Consider these three dataframes
df0 = pd.DataFrame([[0, 1], [2, 3]], [0, 1], ['A', 'B'])
df1 = pd.DataFrame([[1, 0], [3, 2]], [0, 1], ['B', 'A'])
df2 = pd.DataFrame([[0, 1], [2, 3]], ['foo', 'bar'], ['A', 'B'])
df0 df1 df2
A B B A A B
0 0 1 0 1 0 foo 0 1
1 2 3 1 3 2 bar 2 3
If we checked if df1
was equals
to df0
, we get
df0.equals(df1)
False
Even though all elements are the same
df0.eq(df1).all().all()
True
And that is because the columns are not aligned. If I sort the columns then ...
df0.equals(df1.sort_index(axis=1))
True
pandas.DataFrame.drop_duplicates
Compares the values in rows and doesn't care about the index.

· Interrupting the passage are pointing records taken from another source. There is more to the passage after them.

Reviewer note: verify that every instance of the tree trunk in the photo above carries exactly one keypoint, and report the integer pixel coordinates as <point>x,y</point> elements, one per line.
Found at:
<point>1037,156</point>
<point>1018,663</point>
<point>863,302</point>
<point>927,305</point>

So, both of these produce the same looking results
df0.append(df2).drop_duplicates()
and
df0.append(df1, sort=True).drop_duplicates()
A B
0 0 1
1 2 3
When I append
(or pandas.concat
), Pandas will align the columns and add the appended dataframe as new rows. Then drop_duplicates
does it's thing. But it was the inherent aligning of the columns that does the what I did above with sort_index
and axis=1
.
Upvotes: 2
Reputation: 9
maybe the lines in both dataframes are not ordered the same way? dataframes will be equal when the lines corresponding to the same index are the same
Upvotes: 0